Discrete and Parameter-Free Multiple Kernel k-Means

The multiple kernel $k$ -means (MKKM) and its variants utilize complementary information from different sources, achieving better performance than kernel $k$ -means (KKM). However, the optimization procedures of most previous works comprise two stages, learning the continuous relaxation matrix and obtaining the discrete one by extra discretization procedures. Such a two-stage strategy gives rise to a mismatched problem and severe information loss. Even worse, most existing MKKM methods overlook the correlation among prespecified kernels, which leads to the fusion of mutually redundant kernels and bad effects on the diversity of information sources, finally resulting in unsatisfying results.

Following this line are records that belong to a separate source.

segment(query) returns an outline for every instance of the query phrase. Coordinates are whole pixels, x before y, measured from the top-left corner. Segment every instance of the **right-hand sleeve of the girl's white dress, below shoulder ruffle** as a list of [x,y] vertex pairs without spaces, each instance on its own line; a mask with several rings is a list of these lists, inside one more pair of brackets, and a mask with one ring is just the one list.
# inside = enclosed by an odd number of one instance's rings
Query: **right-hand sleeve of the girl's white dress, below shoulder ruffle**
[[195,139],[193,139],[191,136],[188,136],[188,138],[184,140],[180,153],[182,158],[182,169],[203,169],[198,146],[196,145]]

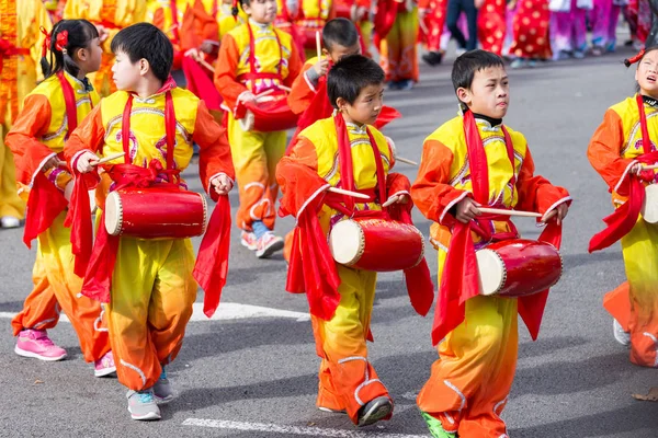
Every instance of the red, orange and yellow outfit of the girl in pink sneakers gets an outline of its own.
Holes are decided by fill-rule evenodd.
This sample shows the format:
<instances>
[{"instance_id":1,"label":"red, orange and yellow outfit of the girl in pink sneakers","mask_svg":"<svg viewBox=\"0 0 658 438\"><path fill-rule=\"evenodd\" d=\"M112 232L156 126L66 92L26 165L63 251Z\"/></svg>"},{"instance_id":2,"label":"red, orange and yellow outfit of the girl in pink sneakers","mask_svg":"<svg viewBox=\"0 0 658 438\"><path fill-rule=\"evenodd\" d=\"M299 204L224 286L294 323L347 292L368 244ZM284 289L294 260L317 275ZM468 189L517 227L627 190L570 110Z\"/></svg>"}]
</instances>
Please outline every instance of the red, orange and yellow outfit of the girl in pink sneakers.
<instances>
[{"instance_id":1,"label":"red, orange and yellow outfit of the girl in pink sneakers","mask_svg":"<svg viewBox=\"0 0 658 438\"><path fill-rule=\"evenodd\" d=\"M7 135L7 143L14 153L19 184L30 196L37 196L36 200L29 200L25 231L31 235L26 235L27 240L38 232L34 289L25 299L23 310L12 320L12 326L14 335L23 328L52 328L64 310L78 334L84 360L93 361L110 350L110 341L107 328L101 325L100 303L80 295L82 279L73 274L70 228L64 227L68 204L64 191L72 177L66 168L54 168L45 173L42 169L54 157L64 159L69 128L81 122L100 99L82 81L68 73L59 74L49 77L27 95L24 110ZM72 102L67 102L61 81L68 84ZM73 125L68 123L67 106L76 112ZM33 229L31 216L41 215L44 208L35 201L59 205L58 211L45 215L48 219L41 218L50 222L49 227Z\"/></svg>"}]
</instances>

To address these issues, we elaborate a novel Discrete and Parameter-free Multiple Kernel $k$ -means (DPMKKM) model solved by an alternative optimization method, which can directly obtain the cluster assignment results without subsequent discretization procedure. Moreover, DPMKKM can measure the correlation among kernels by implicitly introducing a regularization term, which is able to enhance kernel fusion by reducing redundancy and improving diversity. Noteworthily, the time complexity of optimization algorithm is successfully reduced, through masterly utilizing of coordinate descent technique, which contributes to higher algorithm efficiency and broader applications. What's more, our proposed model is parameter-free avoiding intractable hyperparameter tuning, which makes it feasible in practical applications. Lastly, extensive experiments conducted on a number of real-world datasets illustrated the effectiveness and superiority of the proposed DPMKKM model.